We are Kyle Rittenhouse
A new form of jurisprudence guarantees more, not fewer Kenosha situations.
Watching the Rittenhouse trial has been an interesting endeavor for me.
The lead prosecutor, ADA Petyr Baelish, stated in open court that Rittenhouse was the “active shooter” and the mob chasing him through a maze of burning cars and buildings, were the REAL heroes, just trying to end the risk Rittenhouse presented as he indiscriminately mowed down the crowds while dressed in body armor and a Rambo costume.
Rosenbaum and Huber died heroes. Grosskreutz is to be celebrated for his bravery in confronting the evil teen with the AR-15.
Pardon my French, but Jesus F. Christ.
To paraphrase the novelist and critic Mary McCarthy speaking about Lillian Hellman in a 1979 interview with Dick Cavett - everything the prosecution said was a lie, including the words “and”, “but”, and “the”.
It was like watching a couple of three-year-old children trying to explain to their parents why it was totally not them who climbed on the kitchen counter and broke the cookie jar.
What a bunch of liars.
If those prosecutors in that Kenosha court are in any way representative of the prosecution in our metropolitan areas, there is little wonder we are where we are as a nation. Setting aside their pitiful individual performances, there is a bigger theme running through this trial – and a pretty scary one at that.
There are new rules in our system of jurisprudence, one that involves making criminals into victims and the victims into criminals.
And this is not just in that Kenosha courtroom this is happening from coast to coast and from border to border. From Seattle, Portland, San Francisco to New York, Philadelphia, and Chicago and from Kenosha to the southern border with Mexico, there is a legal ethos developing that supplants traditional American jurisprudence based on the Constitution and duly passed laws that says people who abide by the law are bound by it, and those who chose not to, are not.
There is a dangerous perspective arising that laws only apply to some people based on the current social fads, the woke flavor of the day. If you are woke, the laws that apply to the non-woke do not apply to you. There are even black activists openly campaigning and advocating for systems of black justice and white justice.
It is painfully evident that Kyle Rittenhouse was within his legal and Constitutional rights to be where he was and do what he did.
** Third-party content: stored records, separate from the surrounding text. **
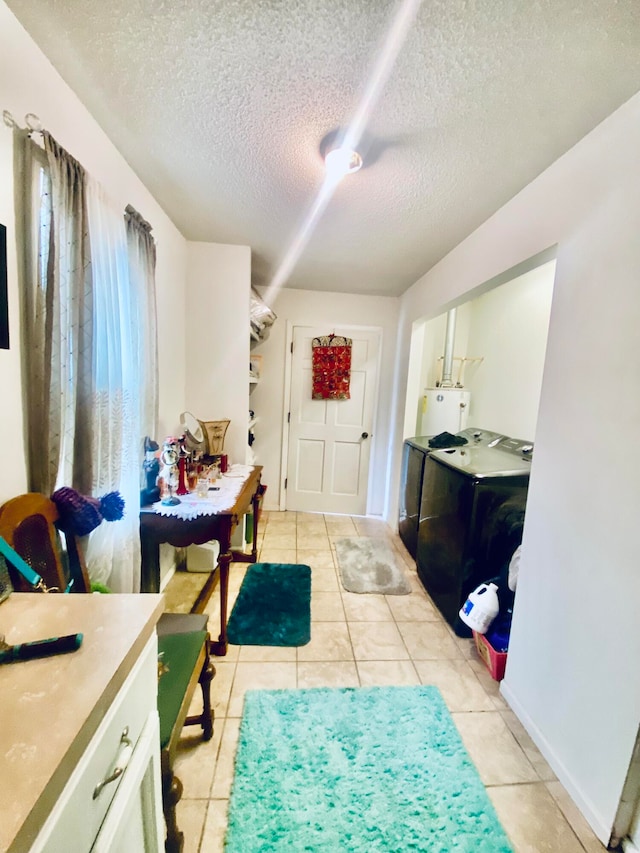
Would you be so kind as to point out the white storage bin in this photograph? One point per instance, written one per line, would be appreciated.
(203, 558)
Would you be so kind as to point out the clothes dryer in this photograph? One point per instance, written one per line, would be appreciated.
(465, 491)
(414, 454)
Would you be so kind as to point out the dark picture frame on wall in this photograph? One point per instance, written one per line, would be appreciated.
(4, 303)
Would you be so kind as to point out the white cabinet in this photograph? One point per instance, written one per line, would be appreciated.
(114, 793)
(72, 721)
(102, 816)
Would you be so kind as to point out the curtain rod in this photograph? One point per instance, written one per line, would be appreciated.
(31, 120)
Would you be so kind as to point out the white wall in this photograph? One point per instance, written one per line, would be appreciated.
(217, 377)
(509, 328)
(29, 84)
(572, 674)
(308, 308)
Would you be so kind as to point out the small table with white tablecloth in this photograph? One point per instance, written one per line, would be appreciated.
(195, 521)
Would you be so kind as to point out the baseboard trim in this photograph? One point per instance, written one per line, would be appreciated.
(593, 818)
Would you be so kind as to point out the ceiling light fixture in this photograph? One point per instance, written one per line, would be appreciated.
(340, 162)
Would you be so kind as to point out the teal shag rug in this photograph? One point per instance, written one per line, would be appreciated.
(273, 607)
(358, 770)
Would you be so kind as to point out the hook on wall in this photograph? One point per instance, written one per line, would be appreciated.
(32, 121)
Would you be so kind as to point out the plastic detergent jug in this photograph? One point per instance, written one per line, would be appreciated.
(481, 608)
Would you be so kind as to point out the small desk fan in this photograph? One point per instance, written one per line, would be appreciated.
(203, 437)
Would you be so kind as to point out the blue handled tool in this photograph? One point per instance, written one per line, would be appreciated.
(39, 648)
(25, 569)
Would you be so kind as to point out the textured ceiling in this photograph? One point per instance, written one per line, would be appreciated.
(220, 107)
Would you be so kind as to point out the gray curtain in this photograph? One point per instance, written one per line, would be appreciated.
(142, 273)
(58, 320)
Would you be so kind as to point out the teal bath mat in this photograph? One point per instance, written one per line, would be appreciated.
(273, 607)
(356, 770)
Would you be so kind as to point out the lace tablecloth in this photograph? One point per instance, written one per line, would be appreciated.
(191, 506)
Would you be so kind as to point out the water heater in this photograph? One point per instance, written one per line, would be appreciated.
(444, 410)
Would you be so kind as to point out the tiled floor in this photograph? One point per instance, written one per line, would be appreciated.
(362, 640)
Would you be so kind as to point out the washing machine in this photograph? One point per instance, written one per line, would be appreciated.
(414, 454)
(467, 493)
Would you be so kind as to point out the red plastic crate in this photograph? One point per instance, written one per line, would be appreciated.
(495, 661)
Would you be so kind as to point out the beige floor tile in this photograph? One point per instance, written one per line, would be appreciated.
(281, 517)
(259, 676)
(412, 608)
(215, 827)
(324, 580)
(330, 641)
(328, 674)
(428, 641)
(280, 539)
(190, 816)
(280, 525)
(317, 558)
(277, 555)
(529, 748)
(532, 820)
(196, 760)
(223, 774)
(577, 822)
(327, 607)
(457, 682)
(221, 685)
(393, 673)
(341, 528)
(267, 654)
(372, 527)
(312, 541)
(377, 641)
(366, 608)
(312, 527)
(493, 749)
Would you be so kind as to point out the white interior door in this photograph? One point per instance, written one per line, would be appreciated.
(330, 440)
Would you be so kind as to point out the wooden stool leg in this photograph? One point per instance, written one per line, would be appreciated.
(206, 677)
(172, 793)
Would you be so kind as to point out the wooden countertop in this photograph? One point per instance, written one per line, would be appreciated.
(50, 708)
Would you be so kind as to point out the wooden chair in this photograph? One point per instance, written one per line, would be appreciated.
(29, 523)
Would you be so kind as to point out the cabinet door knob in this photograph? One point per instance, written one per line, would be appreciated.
(122, 761)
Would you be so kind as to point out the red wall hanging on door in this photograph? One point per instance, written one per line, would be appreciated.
(331, 367)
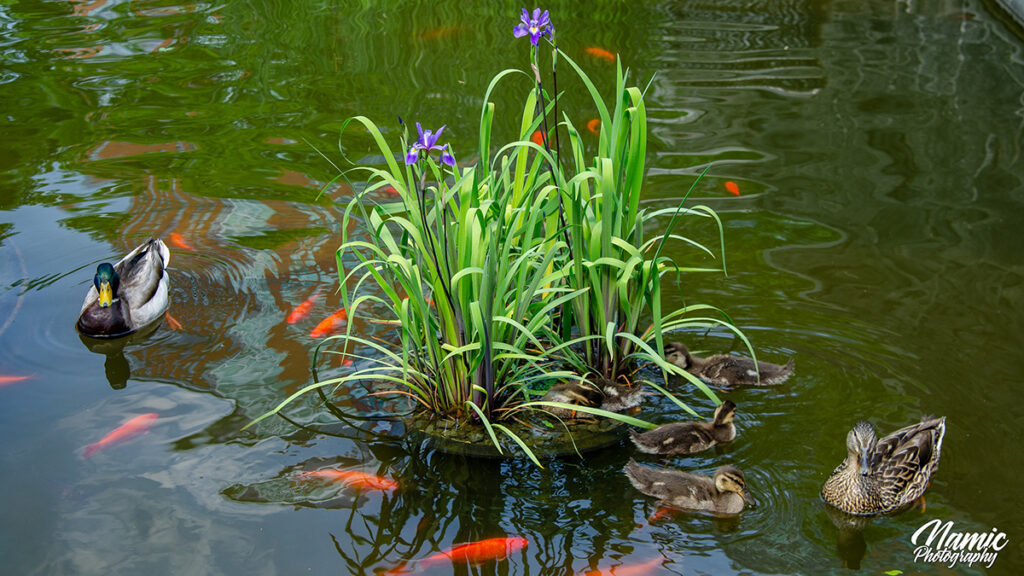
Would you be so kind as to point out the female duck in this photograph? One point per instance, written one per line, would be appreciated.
(725, 494)
(888, 475)
(727, 371)
(128, 295)
(689, 438)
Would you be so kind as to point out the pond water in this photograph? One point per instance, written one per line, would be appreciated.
(878, 150)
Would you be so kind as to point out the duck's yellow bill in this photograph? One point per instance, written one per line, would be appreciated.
(105, 294)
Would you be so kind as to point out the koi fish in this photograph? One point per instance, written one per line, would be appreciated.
(600, 53)
(355, 479)
(137, 425)
(649, 567)
(330, 324)
(179, 241)
(474, 552)
(302, 310)
(4, 380)
(171, 323)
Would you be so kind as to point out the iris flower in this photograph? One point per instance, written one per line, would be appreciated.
(537, 27)
(427, 144)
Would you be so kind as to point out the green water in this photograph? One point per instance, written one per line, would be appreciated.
(878, 150)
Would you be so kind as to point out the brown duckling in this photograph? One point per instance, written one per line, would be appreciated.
(688, 438)
(601, 394)
(727, 371)
(885, 476)
(723, 494)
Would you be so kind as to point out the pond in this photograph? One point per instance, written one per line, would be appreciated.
(878, 152)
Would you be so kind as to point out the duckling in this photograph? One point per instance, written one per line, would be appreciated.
(688, 438)
(889, 475)
(727, 371)
(128, 295)
(601, 394)
(723, 494)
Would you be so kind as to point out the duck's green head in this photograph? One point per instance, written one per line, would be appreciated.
(107, 282)
(860, 444)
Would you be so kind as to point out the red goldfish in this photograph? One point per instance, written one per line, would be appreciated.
(600, 53)
(180, 242)
(302, 310)
(474, 552)
(649, 567)
(4, 380)
(137, 425)
(330, 324)
(355, 479)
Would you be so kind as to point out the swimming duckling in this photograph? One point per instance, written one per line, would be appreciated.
(724, 494)
(888, 475)
(688, 438)
(128, 295)
(725, 370)
(603, 394)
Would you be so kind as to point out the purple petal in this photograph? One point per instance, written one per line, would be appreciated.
(413, 156)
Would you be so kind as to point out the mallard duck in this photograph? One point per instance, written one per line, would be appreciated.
(888, 475)
(688, 438)
(724, 494)
(601, 394)
(725, 370)
(128, 295)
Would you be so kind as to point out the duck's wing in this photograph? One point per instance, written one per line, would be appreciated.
(904, 461)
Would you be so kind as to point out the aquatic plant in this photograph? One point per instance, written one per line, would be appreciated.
(505, 277)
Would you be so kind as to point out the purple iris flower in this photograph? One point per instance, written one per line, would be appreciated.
(538, 26)
(428, 142)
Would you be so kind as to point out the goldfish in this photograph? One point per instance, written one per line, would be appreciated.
(355, 479)
(137, 425)
(474, 552)
(330, 324)
(171, 323)
(649, 567)
(600, 53)
(302, 310)
(180, 242)
(4, 380)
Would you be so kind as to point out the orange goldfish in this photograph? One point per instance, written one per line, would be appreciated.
(4, 380)
(180, 242)
(649, 567)
(137, 425)
(355, 479)
(302, 310)
(474, 552)
(171, 323)
(600, 53)
(330, 324)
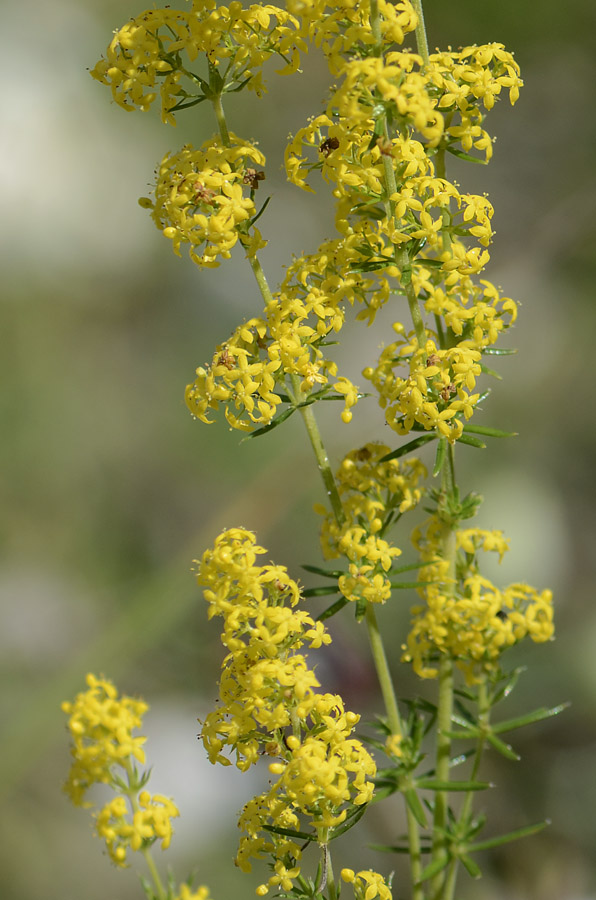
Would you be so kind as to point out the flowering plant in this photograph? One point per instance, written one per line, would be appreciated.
(409, 240)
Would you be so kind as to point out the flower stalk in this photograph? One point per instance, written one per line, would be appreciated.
(403, 230)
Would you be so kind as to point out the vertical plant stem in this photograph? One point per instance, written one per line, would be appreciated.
(314, 434)
(466, 811)
(221, 120)
(312, 429)
(161, 893)
(133, 800)
(386, 682)
(421, 39)
(445, 701)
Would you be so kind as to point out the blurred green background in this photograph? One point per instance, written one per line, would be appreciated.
(109, 489)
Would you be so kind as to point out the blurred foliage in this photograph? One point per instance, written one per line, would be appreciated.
(109, 489)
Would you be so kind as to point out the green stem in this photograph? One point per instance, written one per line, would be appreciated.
(154, 874)
(445, 701)
(133, 799)
(312, 429)
(330, 877)
(402, 259)
(445, 712)
(261, 280)
(385, 681)
(421, 39)
(221, 120)
(466, 810)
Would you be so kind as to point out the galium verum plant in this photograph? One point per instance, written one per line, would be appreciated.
(407, 239)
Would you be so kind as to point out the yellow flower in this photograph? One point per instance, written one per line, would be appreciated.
(203, 197)
(101, 726)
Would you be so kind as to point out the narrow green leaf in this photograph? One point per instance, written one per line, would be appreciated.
(360, 611)
(411, 445)
(461, 154)
(320, 592)
(434, 784)
(260, 213)
(537, 716)
(471, 867)
(434, 868)
(326, 573)
(333, 609)
(499, 351)
(277, 421)
(289, 832)
(398, 848)
(489, 432)
(509, 685)
(440, 457)
(471, 441)
(502, 748)
(410, 585)
(352, 820)
(510, 836)
(463, 735)
(415, 806)
(492, 372)
(409, 567)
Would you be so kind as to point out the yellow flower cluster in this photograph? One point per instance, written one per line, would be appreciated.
(248, 372)
(186, 893)
(150, 822)
(144, 58)
(367, 884)
(343, 30)
(469, 618)
(101, 726)
(374, 494)
(437, 391)
(204, 197)
(422, 111)
(269, 705)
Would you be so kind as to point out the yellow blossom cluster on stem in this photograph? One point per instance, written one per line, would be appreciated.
(467, 617)
(270, 705)
(204, 197)
(374, 493)
(146, 57)
(367, 885)
(248, 373)
(150, 821)
(104, 750)
(101, 726)
(408, 241)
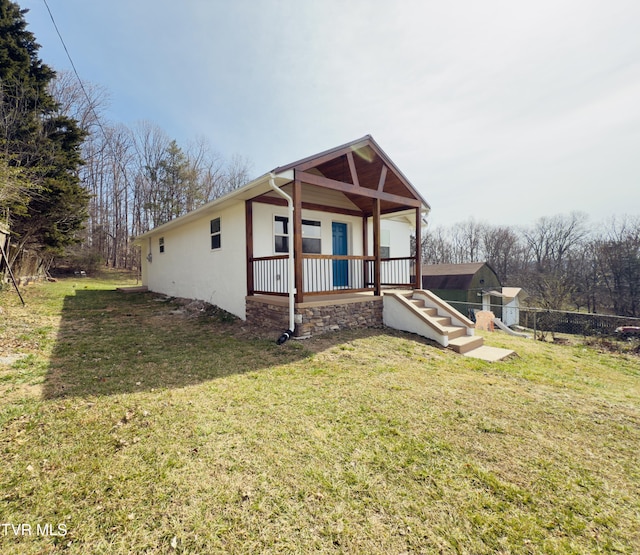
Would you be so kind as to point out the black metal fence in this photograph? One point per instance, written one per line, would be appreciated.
(575, 323)
(557, 321)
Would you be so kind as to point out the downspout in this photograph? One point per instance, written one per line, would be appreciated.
(292, 279)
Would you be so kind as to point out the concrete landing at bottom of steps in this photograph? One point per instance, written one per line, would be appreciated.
(490, 354)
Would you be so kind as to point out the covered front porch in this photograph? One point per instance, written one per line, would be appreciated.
(354, 215)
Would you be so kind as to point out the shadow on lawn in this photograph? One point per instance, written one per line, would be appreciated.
(111, 343)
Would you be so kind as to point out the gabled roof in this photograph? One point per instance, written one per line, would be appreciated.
(363, 165)
(450, 276)
(360, 169)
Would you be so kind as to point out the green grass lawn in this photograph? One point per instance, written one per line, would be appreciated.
(131, 426)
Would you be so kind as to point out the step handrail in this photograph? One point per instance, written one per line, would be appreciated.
(445, 307)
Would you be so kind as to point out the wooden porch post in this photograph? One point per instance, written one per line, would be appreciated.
(376, 246)
(248, 215)
(297, 238)
(365, 249)
(418, 284)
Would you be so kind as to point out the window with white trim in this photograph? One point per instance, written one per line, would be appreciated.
(216, 233)
(311, 235)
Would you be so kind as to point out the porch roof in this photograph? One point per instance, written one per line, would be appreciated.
(360, 170)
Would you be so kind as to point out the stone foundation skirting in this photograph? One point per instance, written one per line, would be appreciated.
(313, 318)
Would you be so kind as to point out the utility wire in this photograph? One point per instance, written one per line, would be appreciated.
(86, 95)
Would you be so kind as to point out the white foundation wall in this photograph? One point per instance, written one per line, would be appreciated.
(190, 268)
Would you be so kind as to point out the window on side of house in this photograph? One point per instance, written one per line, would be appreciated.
(281, 234)
(216, 233)
(311, 236)
(385, 243)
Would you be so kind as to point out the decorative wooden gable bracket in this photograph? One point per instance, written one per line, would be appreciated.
(327, 183)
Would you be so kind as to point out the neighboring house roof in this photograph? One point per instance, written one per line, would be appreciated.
(450, 276)
(358, 169)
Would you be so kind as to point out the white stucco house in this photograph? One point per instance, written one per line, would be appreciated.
(354, 213)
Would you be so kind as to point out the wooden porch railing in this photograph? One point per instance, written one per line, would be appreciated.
(324, 274)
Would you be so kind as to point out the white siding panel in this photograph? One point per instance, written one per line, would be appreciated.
(189, 268)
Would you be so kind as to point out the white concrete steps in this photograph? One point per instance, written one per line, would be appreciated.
(424, 313)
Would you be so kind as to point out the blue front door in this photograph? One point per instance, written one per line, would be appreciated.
(340, 247)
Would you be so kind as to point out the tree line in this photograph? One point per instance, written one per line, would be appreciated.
(137, 176)
(562, 261)
(73, 184)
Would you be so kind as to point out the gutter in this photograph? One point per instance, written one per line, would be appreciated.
(292, 282)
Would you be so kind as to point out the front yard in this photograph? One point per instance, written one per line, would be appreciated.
(129, 425)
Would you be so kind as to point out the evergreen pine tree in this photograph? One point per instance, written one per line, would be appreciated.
(37, 139)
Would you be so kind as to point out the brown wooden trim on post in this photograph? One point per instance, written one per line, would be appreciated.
(418, 248)
(383, 178)
(376, 246)
(352, 169)
(297, 238)
(248, 215)
(365, 247)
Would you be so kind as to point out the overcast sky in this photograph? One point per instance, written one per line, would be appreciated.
(504, 111)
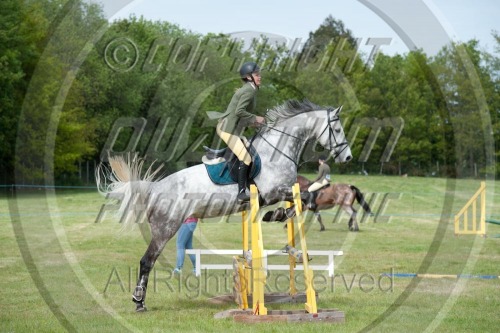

What is completely ignored is the mob that surrounded the teenager was not. Many of them were engaged in destruction of private property, trespassing and criminal violence – all of which was completely ignored by law enforcement under “stand down” orders from Kenosha city leadership. That is a totally new and different standard of law, but has become common in cities like Baltimore, Philadelphia, Seattle, and Portland…and in this case, Kenosha.
But you can also see it in the actions of the IRS and the DOJ. You see it in how the J6 offenders have been treated vs. the ANTIFA/BLM rioters who raged for the better part of 2020. You can see it in the legal treatment of the border jumpers vs. America’s poor. You can see it in the way Project Veritas is treated vs. the literal criminals behind the Russia Collusion hoax. Steve Bannon and the J6 protesters go to jail, Andy McCabe gets his pension back and his records expunged.
Separate systems of jurisprudence and laws enforced in arbitrary and capricious manners simply cannot survive.
All Americans are all equal under the same law, or there is no law, there is only lawlessness.
And that lawlessness makes us all into Kyle Rittenhouse, all surrounded by a mob just waiting for an opportunity to destroy.